Bladder cancer (BCa) is a heterogeneous disease with a variable prognosis and natural history. Cardiovascular disease (CVD), although completely different, has several similarities and possible ...interactions with cancer. The association between them is still unknown, but common risk factors between the two suggest a shared biology.
This was a retrospective study that included patients who underwent transurethral resection of bladder tumor at two high-volume institutions. Depending on the presence of a previous history of CVD or not, patients were divided into two groups.
A total of 2050 patients were included, and 1638 (81.3%) were diagnosed with bladder cancer. Regarding comorbidities, the most common were hypertension (59.9%), cardiovascular disease (23.4%) and diabetes (22.4%). At univariate analysis, independent risk factors for bladder cancer were age and male sex, while protective factors were cessation of smoking and presence of CVD. All these results, except for ex-smoker status, were confirmed at the multivariate analysis. Another analysis was performed for patients with high-risk bladder cancer and, in this case, the role of CVD was not statistically significant.
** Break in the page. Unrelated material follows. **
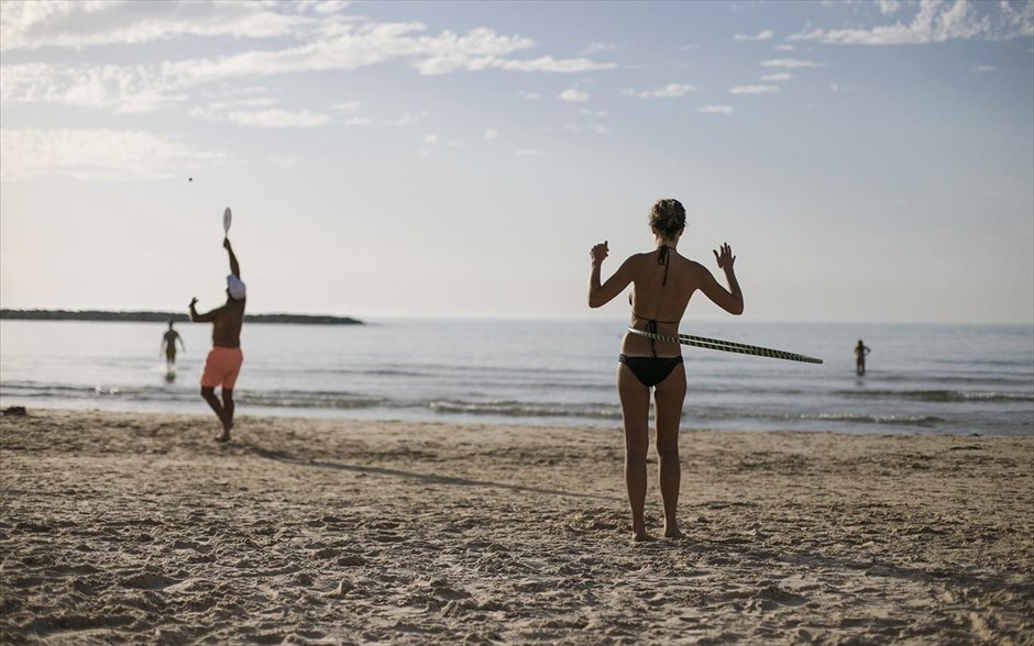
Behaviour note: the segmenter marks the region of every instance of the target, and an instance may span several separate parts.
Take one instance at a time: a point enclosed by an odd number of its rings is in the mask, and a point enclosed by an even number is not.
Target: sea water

Our study pointed out a positive association between CVD and BCa incidence; CVD was an independent protective factor for BCa. This effect was not confirmed for high-risk tumors. Several biological and genomics mechanisms clearly contribute to the onset of both diseases, suggesting a possible shared disease pathway and highlighting the complex interplay of cancer and CVD. CVD treatment can involve different drugs with a possible effect on cancer incidence, but, to date, findings are still inconclusive.